Covering space of $S^1 \vee S^1$?

Question

Is this a covering space of $S^1 \vee S^1$?

I'm not sure what the map from this space onto $S^1 \vee S^1$ does. What is mapped onto which $S^1$?

Answer 1

No this is not. From my understanding of a covering space which comes almost directly from Hatcher Section 1.3 pgs 56-59, here's an attempt at an explanation.

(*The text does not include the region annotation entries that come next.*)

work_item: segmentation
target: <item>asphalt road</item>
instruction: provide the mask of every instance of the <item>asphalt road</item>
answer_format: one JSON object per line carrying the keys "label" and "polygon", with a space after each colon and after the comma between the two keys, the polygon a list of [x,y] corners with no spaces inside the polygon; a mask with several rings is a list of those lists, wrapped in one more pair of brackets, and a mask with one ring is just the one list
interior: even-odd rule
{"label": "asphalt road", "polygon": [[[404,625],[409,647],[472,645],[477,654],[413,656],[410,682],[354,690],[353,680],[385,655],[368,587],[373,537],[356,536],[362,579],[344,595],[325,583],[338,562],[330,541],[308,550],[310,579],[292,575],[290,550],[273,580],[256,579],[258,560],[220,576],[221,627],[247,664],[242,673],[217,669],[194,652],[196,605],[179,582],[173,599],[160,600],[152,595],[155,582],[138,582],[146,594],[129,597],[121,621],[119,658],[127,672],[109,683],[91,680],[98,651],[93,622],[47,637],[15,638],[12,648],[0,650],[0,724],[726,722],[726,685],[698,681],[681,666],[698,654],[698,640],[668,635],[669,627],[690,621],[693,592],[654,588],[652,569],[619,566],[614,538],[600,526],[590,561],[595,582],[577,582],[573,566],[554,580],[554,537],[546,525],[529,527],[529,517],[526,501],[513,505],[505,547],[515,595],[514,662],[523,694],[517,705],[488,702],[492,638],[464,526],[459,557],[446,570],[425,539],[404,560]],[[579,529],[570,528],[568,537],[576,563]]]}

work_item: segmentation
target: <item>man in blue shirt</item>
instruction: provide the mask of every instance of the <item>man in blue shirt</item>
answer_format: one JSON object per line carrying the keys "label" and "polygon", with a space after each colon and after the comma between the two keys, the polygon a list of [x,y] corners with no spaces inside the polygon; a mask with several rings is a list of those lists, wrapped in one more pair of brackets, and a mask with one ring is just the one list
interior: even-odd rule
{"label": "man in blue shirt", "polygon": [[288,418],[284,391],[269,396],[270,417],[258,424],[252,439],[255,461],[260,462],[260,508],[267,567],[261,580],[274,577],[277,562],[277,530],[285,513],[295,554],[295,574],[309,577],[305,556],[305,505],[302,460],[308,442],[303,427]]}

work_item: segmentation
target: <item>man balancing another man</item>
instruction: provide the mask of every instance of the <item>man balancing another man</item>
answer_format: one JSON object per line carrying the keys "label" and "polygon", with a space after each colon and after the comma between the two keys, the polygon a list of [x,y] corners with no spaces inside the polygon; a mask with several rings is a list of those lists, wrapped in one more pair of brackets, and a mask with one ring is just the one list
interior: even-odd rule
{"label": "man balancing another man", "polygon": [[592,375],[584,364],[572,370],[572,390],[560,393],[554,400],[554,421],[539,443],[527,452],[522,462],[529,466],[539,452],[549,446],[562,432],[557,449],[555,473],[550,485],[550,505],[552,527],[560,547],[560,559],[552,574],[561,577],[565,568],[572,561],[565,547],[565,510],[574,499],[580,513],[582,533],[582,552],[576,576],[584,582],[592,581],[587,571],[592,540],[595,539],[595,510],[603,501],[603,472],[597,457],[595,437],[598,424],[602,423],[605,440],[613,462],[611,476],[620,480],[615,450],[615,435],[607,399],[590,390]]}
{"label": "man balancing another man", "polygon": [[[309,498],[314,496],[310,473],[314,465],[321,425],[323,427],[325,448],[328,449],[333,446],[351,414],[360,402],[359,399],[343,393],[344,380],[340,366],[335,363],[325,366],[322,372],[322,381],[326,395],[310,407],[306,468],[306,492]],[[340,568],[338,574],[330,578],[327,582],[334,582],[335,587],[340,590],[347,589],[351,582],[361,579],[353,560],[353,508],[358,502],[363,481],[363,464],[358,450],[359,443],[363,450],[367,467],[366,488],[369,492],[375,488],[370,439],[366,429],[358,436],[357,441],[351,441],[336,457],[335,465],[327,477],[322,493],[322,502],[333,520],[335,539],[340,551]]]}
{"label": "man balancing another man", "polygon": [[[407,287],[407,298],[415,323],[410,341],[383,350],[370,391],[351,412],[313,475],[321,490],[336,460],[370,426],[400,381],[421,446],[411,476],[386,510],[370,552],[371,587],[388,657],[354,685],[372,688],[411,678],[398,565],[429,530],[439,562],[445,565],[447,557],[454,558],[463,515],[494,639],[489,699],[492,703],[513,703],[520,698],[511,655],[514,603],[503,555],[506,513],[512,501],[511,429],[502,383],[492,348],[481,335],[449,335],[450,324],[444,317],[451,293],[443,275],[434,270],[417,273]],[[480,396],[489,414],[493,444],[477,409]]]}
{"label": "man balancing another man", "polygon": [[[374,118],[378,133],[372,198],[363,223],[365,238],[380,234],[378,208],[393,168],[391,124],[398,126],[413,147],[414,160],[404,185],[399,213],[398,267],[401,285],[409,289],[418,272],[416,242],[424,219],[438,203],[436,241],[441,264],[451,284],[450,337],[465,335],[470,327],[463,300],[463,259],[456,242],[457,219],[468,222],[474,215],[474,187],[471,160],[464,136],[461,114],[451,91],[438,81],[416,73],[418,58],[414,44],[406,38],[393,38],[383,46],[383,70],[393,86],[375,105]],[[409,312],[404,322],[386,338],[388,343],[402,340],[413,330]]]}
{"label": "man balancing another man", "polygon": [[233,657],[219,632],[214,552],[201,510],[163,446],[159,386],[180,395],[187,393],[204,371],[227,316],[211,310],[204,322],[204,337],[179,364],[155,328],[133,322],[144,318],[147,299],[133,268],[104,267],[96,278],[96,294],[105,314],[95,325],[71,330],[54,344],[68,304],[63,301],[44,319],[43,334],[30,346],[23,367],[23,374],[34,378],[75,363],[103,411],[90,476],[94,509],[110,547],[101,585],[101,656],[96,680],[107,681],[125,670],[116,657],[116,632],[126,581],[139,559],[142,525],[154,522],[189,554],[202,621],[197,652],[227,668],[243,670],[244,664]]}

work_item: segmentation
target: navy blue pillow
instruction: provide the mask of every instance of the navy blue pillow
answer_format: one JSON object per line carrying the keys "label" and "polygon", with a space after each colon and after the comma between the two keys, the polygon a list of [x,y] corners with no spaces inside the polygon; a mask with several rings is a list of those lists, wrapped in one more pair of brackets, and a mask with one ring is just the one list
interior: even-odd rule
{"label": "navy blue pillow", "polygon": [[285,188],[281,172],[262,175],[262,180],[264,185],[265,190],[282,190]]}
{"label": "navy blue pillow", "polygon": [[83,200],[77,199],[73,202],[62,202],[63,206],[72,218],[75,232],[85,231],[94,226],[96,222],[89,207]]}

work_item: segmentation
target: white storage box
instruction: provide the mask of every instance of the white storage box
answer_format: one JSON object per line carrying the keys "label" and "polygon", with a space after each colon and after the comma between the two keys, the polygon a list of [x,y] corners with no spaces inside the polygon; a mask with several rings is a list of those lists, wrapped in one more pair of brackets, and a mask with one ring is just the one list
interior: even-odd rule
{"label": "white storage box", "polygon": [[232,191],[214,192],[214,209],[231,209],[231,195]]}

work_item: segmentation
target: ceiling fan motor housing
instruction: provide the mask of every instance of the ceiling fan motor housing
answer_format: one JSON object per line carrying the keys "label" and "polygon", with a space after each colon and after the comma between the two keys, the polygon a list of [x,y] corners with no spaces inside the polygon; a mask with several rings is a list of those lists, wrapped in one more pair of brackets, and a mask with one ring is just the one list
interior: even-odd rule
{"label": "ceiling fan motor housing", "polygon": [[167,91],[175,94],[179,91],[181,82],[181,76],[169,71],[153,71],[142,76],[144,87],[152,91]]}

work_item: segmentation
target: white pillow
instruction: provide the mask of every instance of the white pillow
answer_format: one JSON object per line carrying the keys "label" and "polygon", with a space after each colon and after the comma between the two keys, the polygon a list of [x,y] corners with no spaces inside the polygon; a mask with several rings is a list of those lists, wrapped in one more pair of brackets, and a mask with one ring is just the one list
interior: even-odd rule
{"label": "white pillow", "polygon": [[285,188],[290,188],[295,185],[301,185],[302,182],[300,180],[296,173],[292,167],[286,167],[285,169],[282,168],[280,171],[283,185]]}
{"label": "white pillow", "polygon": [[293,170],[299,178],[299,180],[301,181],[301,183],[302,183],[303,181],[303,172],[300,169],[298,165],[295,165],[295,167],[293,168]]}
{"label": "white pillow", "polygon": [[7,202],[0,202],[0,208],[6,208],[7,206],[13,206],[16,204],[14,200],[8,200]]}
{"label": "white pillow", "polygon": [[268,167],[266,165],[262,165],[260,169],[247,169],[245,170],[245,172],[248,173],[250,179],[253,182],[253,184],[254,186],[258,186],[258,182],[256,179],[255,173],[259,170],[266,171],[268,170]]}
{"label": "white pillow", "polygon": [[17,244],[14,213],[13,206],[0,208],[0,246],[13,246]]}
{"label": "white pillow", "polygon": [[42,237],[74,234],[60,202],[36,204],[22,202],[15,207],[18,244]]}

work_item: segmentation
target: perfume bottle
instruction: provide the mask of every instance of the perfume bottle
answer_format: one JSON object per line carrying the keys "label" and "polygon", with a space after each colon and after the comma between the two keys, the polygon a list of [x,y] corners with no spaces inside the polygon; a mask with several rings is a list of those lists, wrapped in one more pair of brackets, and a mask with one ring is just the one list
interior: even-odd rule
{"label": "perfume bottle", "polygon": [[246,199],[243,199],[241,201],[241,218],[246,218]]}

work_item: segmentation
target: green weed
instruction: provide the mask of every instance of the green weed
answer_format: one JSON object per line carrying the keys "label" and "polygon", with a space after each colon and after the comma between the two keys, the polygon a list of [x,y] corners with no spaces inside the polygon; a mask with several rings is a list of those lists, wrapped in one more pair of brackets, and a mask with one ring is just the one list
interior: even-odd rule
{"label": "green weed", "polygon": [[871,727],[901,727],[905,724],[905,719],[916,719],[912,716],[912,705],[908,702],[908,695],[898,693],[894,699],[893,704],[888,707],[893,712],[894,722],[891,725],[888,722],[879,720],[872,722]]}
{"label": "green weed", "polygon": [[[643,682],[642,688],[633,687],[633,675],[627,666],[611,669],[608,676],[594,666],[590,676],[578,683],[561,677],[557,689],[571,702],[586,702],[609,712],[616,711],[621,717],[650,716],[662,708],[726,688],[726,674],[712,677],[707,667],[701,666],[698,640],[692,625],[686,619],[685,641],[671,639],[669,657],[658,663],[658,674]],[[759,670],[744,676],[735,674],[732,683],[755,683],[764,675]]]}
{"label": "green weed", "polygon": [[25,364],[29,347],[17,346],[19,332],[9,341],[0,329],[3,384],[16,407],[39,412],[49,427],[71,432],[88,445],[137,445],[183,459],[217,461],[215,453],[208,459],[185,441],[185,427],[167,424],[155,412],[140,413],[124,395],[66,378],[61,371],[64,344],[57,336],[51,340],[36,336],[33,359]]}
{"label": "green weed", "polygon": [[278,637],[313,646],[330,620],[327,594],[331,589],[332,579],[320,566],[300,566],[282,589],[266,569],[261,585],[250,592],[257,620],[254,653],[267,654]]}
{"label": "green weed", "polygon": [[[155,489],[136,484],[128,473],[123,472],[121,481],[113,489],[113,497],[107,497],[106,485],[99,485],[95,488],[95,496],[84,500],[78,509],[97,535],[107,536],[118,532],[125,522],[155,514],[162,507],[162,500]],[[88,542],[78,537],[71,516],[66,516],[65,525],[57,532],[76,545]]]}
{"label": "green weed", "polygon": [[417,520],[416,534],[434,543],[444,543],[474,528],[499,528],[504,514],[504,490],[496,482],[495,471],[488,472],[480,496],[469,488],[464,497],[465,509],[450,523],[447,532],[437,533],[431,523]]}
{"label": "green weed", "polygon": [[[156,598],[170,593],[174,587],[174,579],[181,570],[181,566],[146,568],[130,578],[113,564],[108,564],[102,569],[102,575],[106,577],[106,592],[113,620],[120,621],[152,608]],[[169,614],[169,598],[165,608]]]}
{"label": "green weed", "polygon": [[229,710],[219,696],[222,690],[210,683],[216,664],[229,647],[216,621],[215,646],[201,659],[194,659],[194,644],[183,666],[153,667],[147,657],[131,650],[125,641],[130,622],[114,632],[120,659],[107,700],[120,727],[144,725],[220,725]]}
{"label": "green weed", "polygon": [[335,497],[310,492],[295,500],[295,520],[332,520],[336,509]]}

In the graph $Y$ you have shown there is a vertex $x_0$ with 3 incoming edges and 3 outgoing edges. If $Y$ was a covering space for $X = S^1 \vee S^1$, then there is a map $p: Y \rightarrow X$ which satisfies that there exists an open cover such that every open set $U$ in the cover has a preimage $p^{-1}(U)$ which maps homeomorphically ontop $U$ by $p$. So consider the point $p(x_0) \in X$. It is contained then in some open set $U$ in the cover. So naturally $p^{-1}(U)$ maps homeomorphically onto $U$ so as $x_0 \in p^{-1}(U)$ then $x_0$ has 3 incoming edges and 3 outgoing edges then so must $p(x_0)$. As no point in $X$ has 3 incoming edges and 3 outgoing edges, then $p$ cannot exist.

So $Y$ isn't a covering space for $X$.

Hope this helps!

Answer 2

It can't be a covering space. The central point is not (homeomorphic to) a point of $S^1 \vee S^1$. But I believe this is the only problem. (It has a total of 3 incoming and 3 outgoing arrows.)